Kwadwo Amfo was born in 1990, in Ghana
He lives and works in Amsterdam

Kwadwo Amfo established an early interest in art making while growing up which led him to be enrolled into the Visual Arts department in secondary school and did his elective courses in Textiles, Graphic Design, General Knowledge in Art and English Literature. While in secondary school, Amfo developed his love for textile and graphic design while re-enforcing his interest in photography/filmmaking and realised that the two can go hand in hand as he pursued photography (Fiction) at the Royal Academy of Art, The Hague.

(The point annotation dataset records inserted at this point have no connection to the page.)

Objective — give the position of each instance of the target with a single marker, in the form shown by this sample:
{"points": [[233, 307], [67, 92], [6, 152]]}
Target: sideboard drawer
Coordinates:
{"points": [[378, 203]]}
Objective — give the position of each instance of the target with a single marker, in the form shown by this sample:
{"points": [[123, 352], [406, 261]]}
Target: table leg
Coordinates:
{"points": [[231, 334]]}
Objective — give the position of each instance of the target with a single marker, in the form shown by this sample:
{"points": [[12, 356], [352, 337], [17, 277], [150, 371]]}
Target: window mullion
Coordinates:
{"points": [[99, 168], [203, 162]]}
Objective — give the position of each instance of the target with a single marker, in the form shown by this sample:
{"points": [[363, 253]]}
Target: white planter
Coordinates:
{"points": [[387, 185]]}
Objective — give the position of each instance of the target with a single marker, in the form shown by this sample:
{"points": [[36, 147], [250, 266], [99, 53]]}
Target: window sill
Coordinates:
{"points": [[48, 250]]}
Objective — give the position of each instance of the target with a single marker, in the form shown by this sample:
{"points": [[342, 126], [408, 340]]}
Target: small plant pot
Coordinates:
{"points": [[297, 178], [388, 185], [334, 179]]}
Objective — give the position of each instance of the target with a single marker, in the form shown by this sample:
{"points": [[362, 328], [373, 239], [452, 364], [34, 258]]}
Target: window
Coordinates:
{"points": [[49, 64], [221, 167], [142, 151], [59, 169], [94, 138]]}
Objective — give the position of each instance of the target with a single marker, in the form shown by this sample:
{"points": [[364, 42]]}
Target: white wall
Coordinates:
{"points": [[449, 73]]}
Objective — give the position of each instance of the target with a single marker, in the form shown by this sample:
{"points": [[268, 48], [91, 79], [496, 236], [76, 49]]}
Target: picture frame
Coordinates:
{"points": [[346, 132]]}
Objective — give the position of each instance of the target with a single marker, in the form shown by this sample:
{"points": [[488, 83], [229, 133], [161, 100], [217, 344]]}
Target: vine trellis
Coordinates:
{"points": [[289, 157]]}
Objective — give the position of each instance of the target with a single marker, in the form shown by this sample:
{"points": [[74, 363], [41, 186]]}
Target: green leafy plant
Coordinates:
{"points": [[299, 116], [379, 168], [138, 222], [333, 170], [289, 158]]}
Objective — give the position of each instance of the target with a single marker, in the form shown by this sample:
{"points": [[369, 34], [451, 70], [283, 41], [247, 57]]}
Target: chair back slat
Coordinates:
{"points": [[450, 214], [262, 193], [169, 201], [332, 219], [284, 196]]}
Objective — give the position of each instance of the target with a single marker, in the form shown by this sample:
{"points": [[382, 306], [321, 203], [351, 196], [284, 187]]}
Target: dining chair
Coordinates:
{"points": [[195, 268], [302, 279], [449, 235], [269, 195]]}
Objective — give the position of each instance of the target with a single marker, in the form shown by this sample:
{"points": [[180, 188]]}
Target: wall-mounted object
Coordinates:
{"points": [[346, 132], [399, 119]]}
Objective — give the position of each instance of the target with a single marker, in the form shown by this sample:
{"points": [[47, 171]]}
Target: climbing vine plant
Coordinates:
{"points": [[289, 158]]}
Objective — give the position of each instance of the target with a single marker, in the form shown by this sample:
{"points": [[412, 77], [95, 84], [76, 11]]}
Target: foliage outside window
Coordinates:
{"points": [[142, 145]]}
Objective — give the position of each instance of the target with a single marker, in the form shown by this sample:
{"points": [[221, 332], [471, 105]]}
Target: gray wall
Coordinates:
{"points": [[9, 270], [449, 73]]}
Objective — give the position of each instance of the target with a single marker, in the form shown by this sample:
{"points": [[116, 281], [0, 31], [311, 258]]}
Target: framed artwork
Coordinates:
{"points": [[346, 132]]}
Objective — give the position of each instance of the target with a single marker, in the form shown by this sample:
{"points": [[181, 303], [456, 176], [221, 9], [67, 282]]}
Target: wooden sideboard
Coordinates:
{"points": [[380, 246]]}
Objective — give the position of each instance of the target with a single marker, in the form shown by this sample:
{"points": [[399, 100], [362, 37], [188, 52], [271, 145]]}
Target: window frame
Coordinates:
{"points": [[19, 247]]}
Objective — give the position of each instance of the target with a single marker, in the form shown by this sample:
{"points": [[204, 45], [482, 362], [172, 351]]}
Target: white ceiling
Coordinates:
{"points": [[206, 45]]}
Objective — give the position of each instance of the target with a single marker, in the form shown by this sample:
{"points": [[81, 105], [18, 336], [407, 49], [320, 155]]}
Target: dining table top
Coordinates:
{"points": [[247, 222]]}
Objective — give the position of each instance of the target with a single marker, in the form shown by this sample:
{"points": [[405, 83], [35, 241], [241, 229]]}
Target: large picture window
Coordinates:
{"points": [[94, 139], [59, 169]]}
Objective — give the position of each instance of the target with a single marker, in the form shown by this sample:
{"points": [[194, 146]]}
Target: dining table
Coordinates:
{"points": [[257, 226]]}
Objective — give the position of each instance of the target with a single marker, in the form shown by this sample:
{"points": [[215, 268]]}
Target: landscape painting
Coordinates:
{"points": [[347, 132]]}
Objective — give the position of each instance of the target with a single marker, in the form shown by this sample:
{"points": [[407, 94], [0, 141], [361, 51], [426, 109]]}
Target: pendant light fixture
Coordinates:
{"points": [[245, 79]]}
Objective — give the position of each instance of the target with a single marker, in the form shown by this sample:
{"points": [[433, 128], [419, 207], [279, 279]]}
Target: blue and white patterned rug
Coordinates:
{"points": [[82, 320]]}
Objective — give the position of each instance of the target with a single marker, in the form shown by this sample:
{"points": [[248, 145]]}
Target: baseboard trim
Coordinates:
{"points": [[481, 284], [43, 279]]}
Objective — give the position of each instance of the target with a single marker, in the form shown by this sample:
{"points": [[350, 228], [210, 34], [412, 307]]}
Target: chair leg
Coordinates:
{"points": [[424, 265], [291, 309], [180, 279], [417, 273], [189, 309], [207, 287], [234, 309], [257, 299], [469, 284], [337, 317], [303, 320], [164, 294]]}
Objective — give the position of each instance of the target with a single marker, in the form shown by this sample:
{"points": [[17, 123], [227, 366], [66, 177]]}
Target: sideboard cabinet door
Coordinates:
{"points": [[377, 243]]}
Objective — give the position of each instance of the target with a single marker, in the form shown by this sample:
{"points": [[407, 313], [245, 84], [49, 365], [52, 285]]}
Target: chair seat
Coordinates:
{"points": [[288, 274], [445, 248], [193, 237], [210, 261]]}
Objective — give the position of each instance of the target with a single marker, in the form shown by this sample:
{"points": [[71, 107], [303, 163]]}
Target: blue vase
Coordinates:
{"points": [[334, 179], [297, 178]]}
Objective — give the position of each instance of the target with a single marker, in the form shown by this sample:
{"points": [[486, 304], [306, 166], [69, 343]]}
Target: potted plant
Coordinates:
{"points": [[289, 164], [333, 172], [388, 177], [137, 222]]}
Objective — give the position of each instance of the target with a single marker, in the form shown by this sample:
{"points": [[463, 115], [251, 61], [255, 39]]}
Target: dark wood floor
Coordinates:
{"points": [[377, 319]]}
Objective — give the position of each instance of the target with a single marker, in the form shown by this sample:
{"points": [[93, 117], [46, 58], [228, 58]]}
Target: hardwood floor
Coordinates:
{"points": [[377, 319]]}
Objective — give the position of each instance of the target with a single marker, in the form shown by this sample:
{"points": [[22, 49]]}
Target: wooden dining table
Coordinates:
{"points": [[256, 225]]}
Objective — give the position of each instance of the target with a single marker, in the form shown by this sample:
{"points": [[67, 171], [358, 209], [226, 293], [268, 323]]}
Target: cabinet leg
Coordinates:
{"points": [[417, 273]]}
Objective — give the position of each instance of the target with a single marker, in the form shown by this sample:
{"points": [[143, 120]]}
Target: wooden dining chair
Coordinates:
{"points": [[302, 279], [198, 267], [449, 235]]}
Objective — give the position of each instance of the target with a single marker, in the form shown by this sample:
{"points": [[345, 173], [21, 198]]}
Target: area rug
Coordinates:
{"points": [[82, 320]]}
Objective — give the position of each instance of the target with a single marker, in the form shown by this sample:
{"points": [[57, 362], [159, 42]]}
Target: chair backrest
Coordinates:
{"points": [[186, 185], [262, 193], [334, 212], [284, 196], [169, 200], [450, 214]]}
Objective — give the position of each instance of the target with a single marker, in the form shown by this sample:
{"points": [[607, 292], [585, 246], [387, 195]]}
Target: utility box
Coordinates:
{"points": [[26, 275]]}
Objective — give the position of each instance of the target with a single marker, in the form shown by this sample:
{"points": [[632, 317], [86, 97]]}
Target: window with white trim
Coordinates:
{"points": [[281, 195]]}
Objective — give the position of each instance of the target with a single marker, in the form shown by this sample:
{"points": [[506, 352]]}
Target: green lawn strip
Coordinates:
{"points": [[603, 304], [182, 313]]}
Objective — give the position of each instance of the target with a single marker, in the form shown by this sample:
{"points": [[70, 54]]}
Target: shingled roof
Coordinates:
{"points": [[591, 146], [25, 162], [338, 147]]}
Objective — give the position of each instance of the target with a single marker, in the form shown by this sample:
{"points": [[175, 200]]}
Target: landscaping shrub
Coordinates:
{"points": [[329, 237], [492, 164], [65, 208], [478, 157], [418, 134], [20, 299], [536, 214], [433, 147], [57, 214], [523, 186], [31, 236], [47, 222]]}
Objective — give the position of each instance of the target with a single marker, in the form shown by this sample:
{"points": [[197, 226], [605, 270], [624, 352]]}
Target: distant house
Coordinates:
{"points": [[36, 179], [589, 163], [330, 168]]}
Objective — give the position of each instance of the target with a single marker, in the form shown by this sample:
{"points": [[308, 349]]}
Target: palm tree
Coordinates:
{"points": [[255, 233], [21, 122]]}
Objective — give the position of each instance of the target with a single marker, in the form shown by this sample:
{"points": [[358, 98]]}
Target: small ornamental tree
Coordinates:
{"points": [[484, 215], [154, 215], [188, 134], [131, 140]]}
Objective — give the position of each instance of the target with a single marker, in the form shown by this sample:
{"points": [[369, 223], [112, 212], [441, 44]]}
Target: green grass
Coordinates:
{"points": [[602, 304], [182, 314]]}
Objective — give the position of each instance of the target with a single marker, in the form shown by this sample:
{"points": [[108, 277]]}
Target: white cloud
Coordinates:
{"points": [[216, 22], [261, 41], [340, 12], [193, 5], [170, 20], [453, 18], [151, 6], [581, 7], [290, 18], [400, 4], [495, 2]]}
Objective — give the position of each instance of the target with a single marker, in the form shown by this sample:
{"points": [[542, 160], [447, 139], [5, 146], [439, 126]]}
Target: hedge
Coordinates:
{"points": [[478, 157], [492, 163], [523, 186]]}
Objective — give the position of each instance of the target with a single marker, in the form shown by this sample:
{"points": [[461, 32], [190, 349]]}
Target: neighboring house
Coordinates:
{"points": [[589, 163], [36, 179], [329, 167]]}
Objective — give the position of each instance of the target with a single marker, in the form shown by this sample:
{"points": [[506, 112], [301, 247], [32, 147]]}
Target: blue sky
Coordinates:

Social commentary became the base of Amfo’s work throughout the years ranging from societal beauty standards, identity politics, social inclusion and conformity, and topics on the self and the other. Amfo has expanded this into works that speak representations of misrepresentations, stereotypes and struggles of people of colour. Amfo’s decision to almost exclusively depict black characters, individuals of African heritage, reflects his desire, born of his own experiences, to bring to the fore the inadequate and troubling representations of black people in today’s media, as well as throughout history. In this way their blackness is both a reminder of his search for truth and a microcosm of how the societies in which we live construct the value systems that affect us all.

Use of video media in the virtual space and augmented reality is a new feature in Amfo’s ever expanding creative process. Amfo has broadly exhibited his work at the Scotia Bank Contact Photo Festival in Toronto, in Netherlands and Ghana.